A hybrid integrated circuit, HIC, hybrid microcircuit, or simply hybrid is a miniaturized electronic circuit constructed of individual devices, such as semiconductor devices (e.g. transistors and diodes) and passive components (e.g. resistors, inductors, transformers, and capacitors), bonded to a substrate or printed circuit board (PCB). Hybrid circuits are often encapsulated in epoxy, as shown in the photo. A hybrid circuit serves as a component on a PCB in the same way as a monolithic integrated circuit; the difference between the two types of devices is in how they are constructed and manufactured. The advantage of hybrid circuits is that components which cannot be included in a monolithic IC can be used, e.g., capacitors of large value, wound components, crystals.

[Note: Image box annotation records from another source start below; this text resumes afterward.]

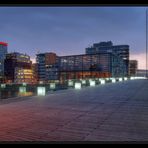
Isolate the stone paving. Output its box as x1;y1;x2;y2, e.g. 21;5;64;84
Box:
0;80;148;141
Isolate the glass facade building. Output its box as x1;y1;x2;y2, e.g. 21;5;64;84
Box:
59;53;126;81
85;41;129;76
36;53;59;82
4;52;32;83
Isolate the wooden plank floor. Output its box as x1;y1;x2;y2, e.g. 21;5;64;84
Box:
0;80;148;141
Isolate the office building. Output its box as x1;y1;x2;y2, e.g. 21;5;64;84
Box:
129;60;138;76
36;52;58;82
0;42;8;82
4;52;32;83
59;53;126;81
85;41;129;76
14;67;37;84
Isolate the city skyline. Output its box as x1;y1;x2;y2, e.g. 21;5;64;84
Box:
0;7;146;69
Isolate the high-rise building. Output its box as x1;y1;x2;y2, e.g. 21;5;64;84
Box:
85;41;129;76
0;42;8;82
36;52;58;82
14;67;37;84
129;60;138;76
4;52;32;83
58;53;126;81
32;63;38;82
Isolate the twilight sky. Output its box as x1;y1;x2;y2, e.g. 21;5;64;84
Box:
0;7;146;69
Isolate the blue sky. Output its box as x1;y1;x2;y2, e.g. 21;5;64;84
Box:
0;7;146;68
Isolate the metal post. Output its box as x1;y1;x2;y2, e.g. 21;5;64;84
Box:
146;9;148;78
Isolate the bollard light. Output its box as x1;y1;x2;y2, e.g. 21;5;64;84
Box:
23;83;27;86
89;80;96;86
82;80;86;84
75;82;82;89
68;80;74;86
111;78;116;83
124;77;127;81
19;87;26;93
50;83;56;89
119;78;122;82
100;79;105;84
1;84;6;88
37;87;46;96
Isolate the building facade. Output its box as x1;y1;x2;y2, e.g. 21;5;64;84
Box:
85;41;129;76
4;52;32;83
37;53;126;83
36;52;58;82
14;67;37;84
59;53;126;81
0;42;8;82
129;60;138;76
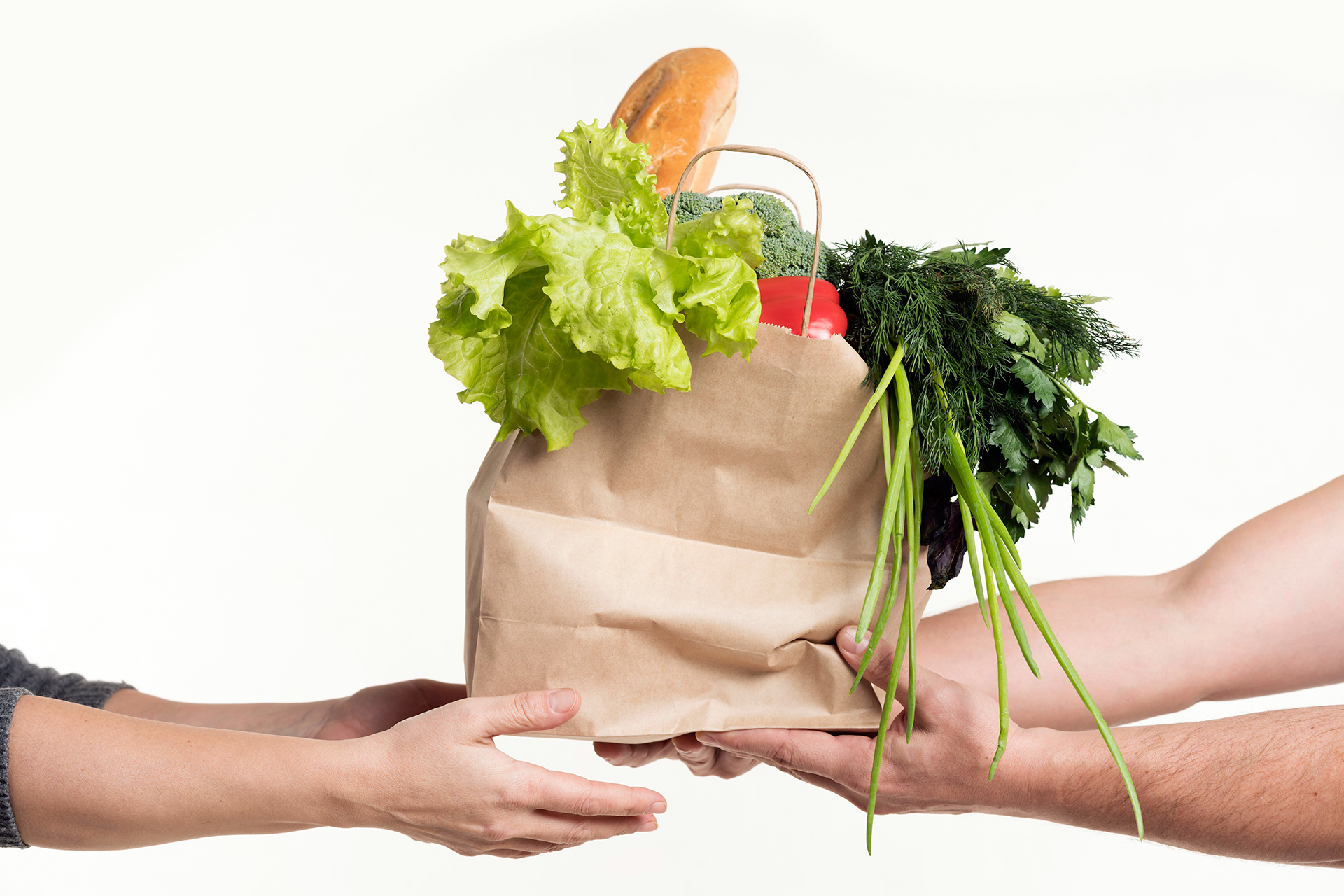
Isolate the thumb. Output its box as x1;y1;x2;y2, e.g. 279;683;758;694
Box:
836;626;906;705
465;688;580;740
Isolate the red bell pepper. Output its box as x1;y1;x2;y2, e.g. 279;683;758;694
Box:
757;276;849;339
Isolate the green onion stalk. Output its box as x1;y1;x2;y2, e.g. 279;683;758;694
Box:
812;344;1144;855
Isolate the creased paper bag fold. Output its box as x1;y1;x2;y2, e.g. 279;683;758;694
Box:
466;325;903;743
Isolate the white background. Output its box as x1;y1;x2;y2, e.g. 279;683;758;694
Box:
0;0;1344;895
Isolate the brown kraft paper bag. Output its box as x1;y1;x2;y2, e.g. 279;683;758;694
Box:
466;325;923;743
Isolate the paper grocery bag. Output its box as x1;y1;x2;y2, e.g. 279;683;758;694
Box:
466;325;903;743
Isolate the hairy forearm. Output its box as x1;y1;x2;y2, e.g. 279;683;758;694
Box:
9;697;349;849
919;477;1344;729
104;689;335;738
1010;706;1344;867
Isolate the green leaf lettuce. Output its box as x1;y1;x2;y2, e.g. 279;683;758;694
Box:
430;122;761;450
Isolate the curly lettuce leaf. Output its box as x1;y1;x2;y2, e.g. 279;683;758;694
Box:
664;196;764;269
555;121;668;247
430;124;761;450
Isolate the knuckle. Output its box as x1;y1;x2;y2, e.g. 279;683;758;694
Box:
770;734;798;766
555;821;596;849
574;790;602;816
479;821;510;844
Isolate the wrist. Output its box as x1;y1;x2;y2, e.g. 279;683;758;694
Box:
979;728;1075;818
320;735;395;827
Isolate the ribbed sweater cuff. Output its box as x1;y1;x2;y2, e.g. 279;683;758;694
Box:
0;688;31;849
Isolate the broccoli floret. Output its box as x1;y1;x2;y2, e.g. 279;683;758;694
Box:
735;192;833;282
663;192;834;282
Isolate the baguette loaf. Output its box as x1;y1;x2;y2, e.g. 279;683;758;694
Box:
612;47;738;196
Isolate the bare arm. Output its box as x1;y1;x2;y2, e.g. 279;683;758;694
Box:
919;477;1344;729
699;638;1344;867
104;678;466;740
9;690;665;855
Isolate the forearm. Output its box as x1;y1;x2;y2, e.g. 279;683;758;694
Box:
9;697;349;849
919;477;1344;729
104;689;336;738
1005;706;1344;867
918;576;1188;731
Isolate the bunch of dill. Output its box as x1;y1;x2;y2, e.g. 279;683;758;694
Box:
832;232;1140;540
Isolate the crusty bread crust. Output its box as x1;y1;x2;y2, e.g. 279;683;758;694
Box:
612;47;738;196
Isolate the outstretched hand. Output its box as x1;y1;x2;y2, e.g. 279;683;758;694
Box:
593;735;757;778
351;689;666;858
697;627;1030;814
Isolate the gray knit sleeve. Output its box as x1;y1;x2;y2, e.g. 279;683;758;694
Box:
0;645;130;849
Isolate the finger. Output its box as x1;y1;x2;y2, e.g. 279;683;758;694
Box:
458;688;580;743
836;626;906;706
403;678;466;709
527;811;659;849
696;728;872;785
671;735;719;778
593;740;676;769
512;763;668;817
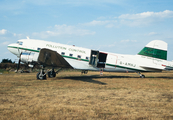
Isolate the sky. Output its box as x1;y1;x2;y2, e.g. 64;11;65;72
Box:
0;0;173;62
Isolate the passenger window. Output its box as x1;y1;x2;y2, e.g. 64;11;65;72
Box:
61;52;65;55
19;42;23;45
37;48;41;50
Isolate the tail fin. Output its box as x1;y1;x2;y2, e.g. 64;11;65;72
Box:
138;40;168;60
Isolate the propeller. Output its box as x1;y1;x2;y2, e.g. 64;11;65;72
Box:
16;58;21;72
16;48;22;72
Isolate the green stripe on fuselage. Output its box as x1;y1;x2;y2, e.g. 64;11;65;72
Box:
138;47;167;60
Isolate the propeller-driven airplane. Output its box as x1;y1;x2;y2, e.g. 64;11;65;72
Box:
8;39;173;79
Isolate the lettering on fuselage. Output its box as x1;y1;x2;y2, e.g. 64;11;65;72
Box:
120;61;136;67
46;44;86;54
46;44;67;50
68;48;85;53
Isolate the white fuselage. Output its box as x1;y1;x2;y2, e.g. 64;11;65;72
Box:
8;39;173;72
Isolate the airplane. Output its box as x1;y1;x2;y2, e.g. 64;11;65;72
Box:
8;38;173;80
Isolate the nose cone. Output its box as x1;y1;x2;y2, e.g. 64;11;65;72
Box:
7;44;20;56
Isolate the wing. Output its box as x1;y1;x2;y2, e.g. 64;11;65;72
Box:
38;48;72;68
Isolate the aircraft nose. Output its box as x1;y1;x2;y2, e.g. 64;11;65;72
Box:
7;44;19;56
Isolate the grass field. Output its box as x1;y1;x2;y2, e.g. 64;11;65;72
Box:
0;72;173;120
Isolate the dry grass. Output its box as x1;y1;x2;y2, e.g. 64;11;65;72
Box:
0;72;173;120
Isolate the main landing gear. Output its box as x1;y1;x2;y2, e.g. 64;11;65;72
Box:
137;72;145;78
37;67;62;80
81;70;88;74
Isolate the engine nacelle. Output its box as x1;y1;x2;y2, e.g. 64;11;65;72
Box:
20;52;38;63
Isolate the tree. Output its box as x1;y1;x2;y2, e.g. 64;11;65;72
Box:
1;59;13;63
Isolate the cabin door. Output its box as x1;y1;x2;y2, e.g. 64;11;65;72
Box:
89;50;107;68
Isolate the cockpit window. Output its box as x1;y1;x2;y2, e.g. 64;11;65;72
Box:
17;41;23;45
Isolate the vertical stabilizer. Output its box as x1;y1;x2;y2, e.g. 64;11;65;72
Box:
138;40;168;60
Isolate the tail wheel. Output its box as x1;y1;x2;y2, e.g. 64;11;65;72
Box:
48;71;56;78
37;72;46;80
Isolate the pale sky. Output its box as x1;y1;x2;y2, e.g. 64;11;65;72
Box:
0;0;173;62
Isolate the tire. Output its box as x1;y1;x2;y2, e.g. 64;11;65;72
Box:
48;71;56;78
37;72;46;80
140;75;145;78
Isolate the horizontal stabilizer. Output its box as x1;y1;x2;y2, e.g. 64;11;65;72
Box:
138;40;167;60
38;48;72;68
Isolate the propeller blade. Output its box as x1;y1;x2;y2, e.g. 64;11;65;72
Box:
17;59;21;72
17;53;22;72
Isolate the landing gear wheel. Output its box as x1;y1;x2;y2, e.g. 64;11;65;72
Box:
140;75;145;78
37;72;46;80
48;71;56;78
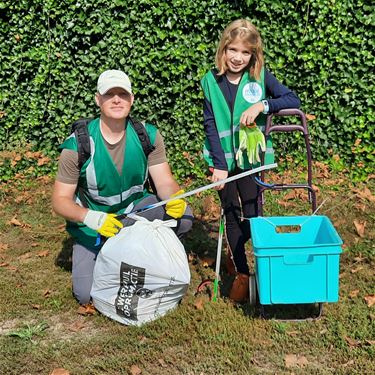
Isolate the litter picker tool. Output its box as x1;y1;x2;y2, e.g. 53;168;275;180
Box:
117;163;277;220
95;163;277;246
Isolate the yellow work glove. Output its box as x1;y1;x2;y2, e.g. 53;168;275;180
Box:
165;190;186;219
83;210;123;237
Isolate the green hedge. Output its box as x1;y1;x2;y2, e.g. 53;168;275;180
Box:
0;0;375;180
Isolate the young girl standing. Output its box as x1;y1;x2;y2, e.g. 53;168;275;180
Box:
201;19;300;302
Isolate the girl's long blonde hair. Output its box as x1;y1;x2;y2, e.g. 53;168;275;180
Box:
215;19;264;80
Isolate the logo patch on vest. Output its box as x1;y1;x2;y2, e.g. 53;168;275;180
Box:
242;82;263;103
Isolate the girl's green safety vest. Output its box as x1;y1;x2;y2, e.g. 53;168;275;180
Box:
201;69;274;172
60;118;156;248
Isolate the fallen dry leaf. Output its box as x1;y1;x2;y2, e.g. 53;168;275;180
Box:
38;157;51;166
349;289;359;298
77;303;96;315
0;243;8;251
17;251;33;260
364;294;375;307
284;354;309;368
68;320;85;332
9;216;22;227
201;257;215;268
194;298;204;310
158;358;167;367
353;220;366;237
353;187;375;202
49;368;70;375
7;216;31;228
130;365;142;375
36;250;49;258
350;266;363;273
344;336;361;348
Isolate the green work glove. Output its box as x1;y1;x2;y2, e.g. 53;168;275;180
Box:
236;126;266;165
83;210;123;237
165;190;186;219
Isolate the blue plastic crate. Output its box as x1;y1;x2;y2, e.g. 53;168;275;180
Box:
250;216;342;305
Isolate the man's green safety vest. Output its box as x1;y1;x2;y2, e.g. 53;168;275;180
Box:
201;69;274;172
60;118;156;248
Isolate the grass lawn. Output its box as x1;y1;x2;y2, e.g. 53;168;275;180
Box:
0;163;375;375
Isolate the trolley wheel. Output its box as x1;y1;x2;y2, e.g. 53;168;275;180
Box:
249;273;257;306
194;279;214;300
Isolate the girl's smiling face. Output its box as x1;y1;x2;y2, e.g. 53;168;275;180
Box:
225;38;251;75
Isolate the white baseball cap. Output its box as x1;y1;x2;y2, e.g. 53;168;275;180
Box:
97;70;132;95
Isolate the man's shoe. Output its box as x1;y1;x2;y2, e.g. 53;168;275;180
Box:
229;273;249;303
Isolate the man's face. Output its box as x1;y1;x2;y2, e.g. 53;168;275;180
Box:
95;87;134;120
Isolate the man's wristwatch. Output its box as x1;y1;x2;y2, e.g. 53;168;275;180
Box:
262;100;270;115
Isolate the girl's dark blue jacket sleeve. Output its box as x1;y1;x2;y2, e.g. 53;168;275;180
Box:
203;69;301;171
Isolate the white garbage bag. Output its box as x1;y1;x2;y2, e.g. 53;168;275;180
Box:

Thick film technology is often used as the interconnecting medium for hybrid integrated circuits. The use of screen printed thick film interconnect provides advantages of versatility over thin film although feature sizes may be larger and deposited resistors wider in tolerance. Multi-layer thick film is a technique for further improvements in integration using a screen printed insulating dielectric to ensure connections between layers are made only where required. One key advantage for the circuit designer is complete freedom in the choice of resistor value in thick film technology. Planar resistors are also screen printed and included in the thick film interconnect design. The composition and dimensions of resistors can be selected to provide desired values. The final resistor value is determined by design and can be adjusted by laser trimming. Once the hybrid circuit is fully populated with components, fine tuning prior to final test may be achieved by active laser trimming.

Some modern hybrid circuit technologies, such as LTCC-substrate hybrids, allow for embedding of components within the layers of a multi-layer substrate in addition to components placed on the surface of the substrate. This technology produces a circuit that is, to some degree, three-dimensional.


Other electronic hybrids

In the early days of telephones, separate modules containing transformers and resistors were called hybrids or hybrid coils; they have been replaced by semiconductor integrated circuits.

In the early days of transistors the term hybrid circuit was used to describe circuits with both transistors and vacuum tubes; e.g., an audio amplifier with transistors used for voltage amplification followed by a vacuum tube power output stage, as suitable power transistors were not available. This usage, and the devices, are obsolete, however amplifiers that use a tube preamplifier stage coupled with a solid state output stage are still in production, and are called hybrid amplifiers in reference to this.